The rate of increase in April slowed from 11.8 percent in March.

Lending activities by commercial and universal banks slowed in April, as commercial and industrial borrowers did not borrow as much as they did, the BSP reported over the weekend.

“Loans for production activities grew by 10.3 percent in April from 10.8 percent in March,” the central bank said.

“Loan growth eased due to the slower expansion in lending to key industries,” it said.

The key industries referred to are real estate, wholesale and retail trade, motor vehicle repair shops,  manufacturing, financial and insurance activities, information and communication, and transportation and storage.

Consumer loans were up 24 percent in April from 23.9 percent in March, driven by an increase in credit card loans.
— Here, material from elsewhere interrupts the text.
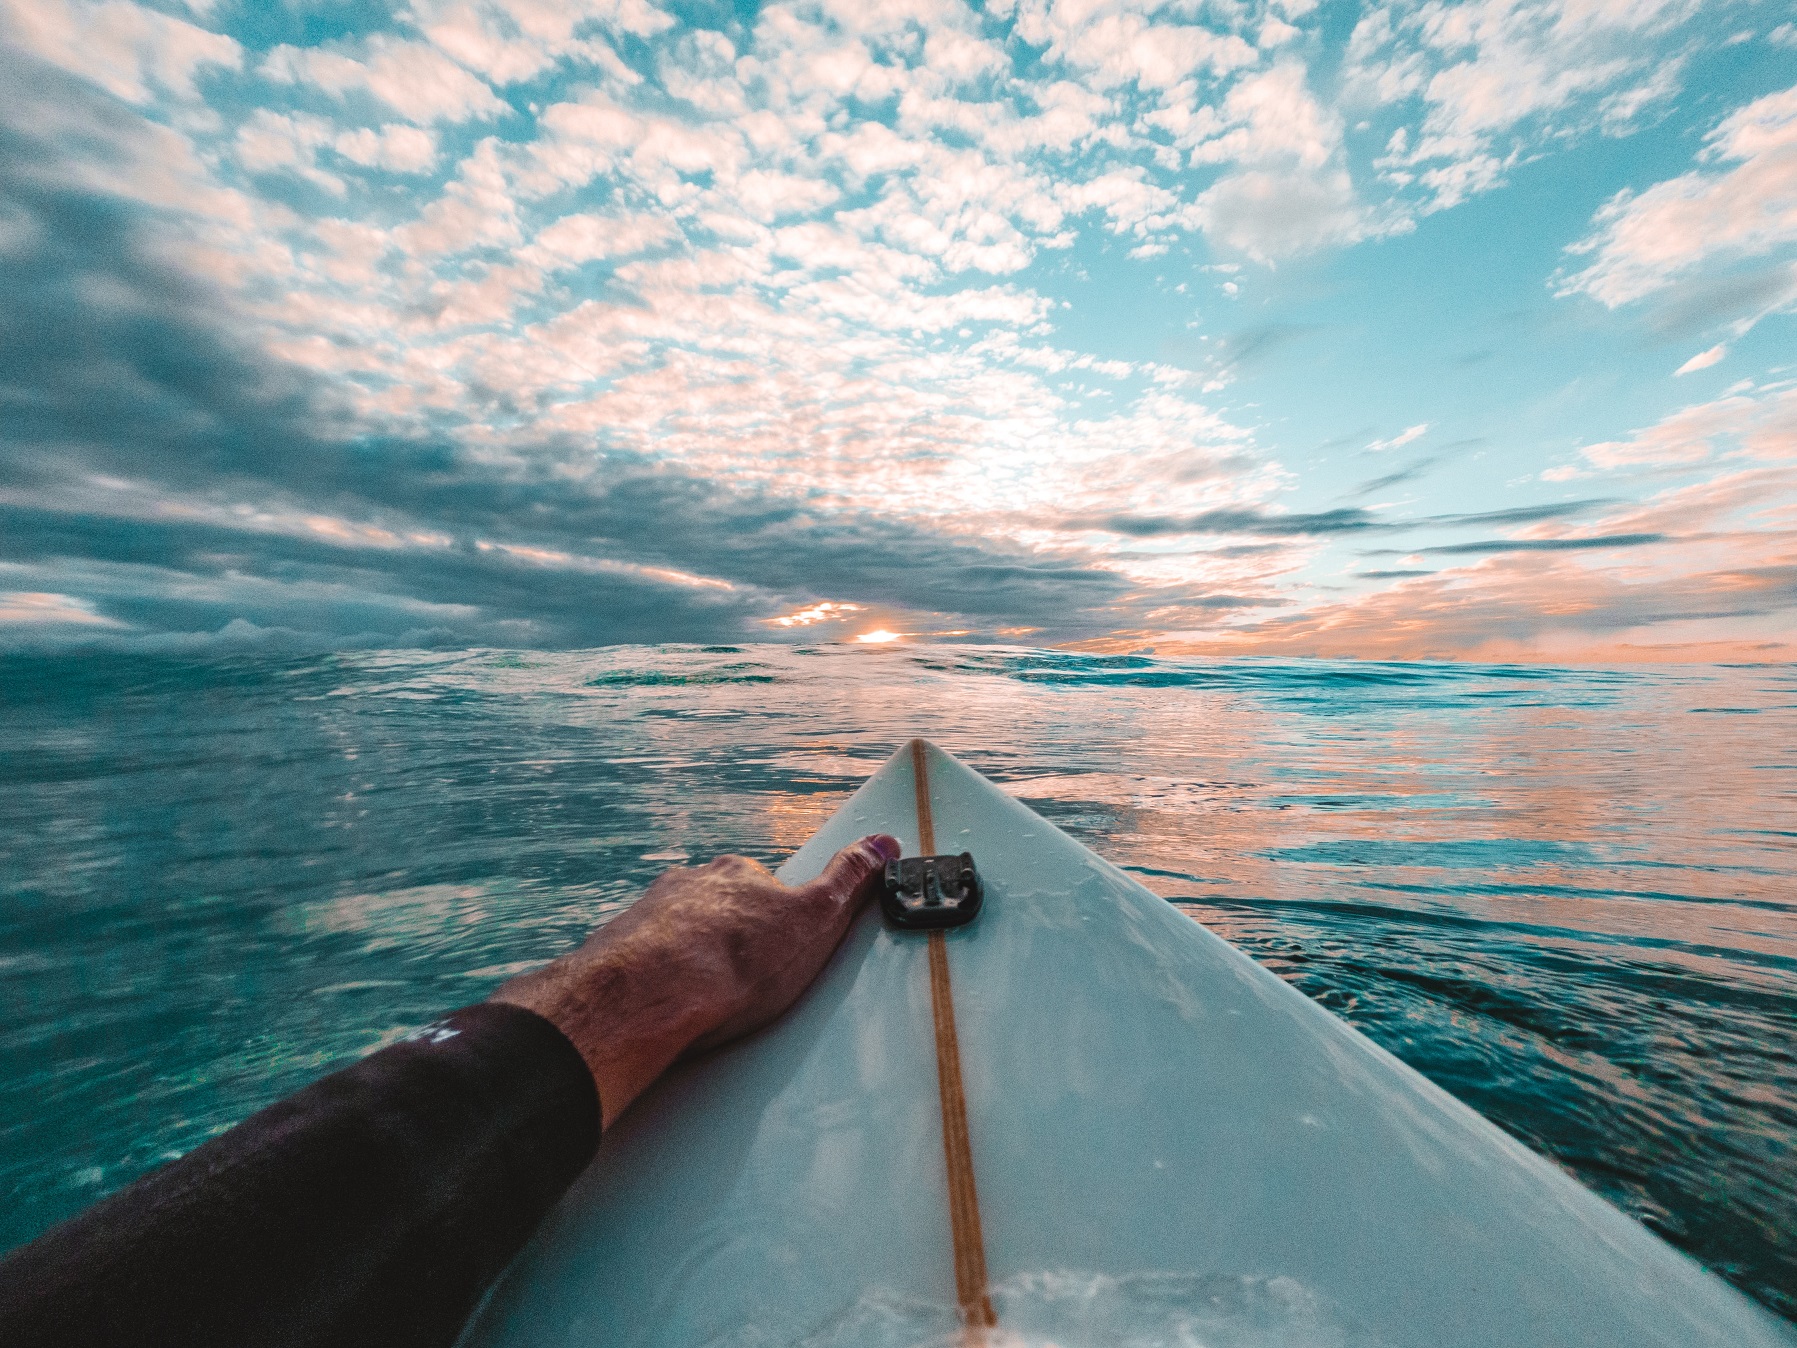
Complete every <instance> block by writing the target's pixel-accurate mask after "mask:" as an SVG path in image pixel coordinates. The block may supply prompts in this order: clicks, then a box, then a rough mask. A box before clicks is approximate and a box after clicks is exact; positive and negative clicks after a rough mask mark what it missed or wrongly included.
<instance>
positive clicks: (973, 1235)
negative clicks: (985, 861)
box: [911, 739, 999, 1343]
Ricafort said consumer loans grew by “about twice the average loan growth and more than four times GDP growth.”

“The country’s consumer loans-to-GDP ratio at more than 11 percent is still relatively lower compared with other more developed Asean countries,” Ricafort said, referring to the Association of Southeast Asian Nations.

Bank lending will improve as the impact of the BSP monetary policy stance would lead to lower borrowing costs, he said.
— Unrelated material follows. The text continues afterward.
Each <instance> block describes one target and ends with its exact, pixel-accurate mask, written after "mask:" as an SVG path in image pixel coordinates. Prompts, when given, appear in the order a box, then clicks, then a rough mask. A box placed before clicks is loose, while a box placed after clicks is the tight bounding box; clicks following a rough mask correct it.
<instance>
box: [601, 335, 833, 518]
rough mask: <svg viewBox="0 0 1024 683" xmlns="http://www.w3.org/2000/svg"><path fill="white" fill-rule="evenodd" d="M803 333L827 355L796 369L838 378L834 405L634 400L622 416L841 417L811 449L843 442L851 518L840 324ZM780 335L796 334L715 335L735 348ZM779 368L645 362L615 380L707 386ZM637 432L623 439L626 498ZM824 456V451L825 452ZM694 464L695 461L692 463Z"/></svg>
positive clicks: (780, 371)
The latest BSP cut in the banks’ reserve requirement ratio, which took effect on March 28, 2025, would have infused about P330 billion into the banking system.

“This would have increased banks’ loanable funds and could also reduce intermediation costs and overall lending rates,” Ricafort said.

“This would further lead to faster loan growth in the coming months,” he added.

The BSP said it aims to ensure that domestic liquidity and bank lending conditions remain in line with its price and financial stability mandates.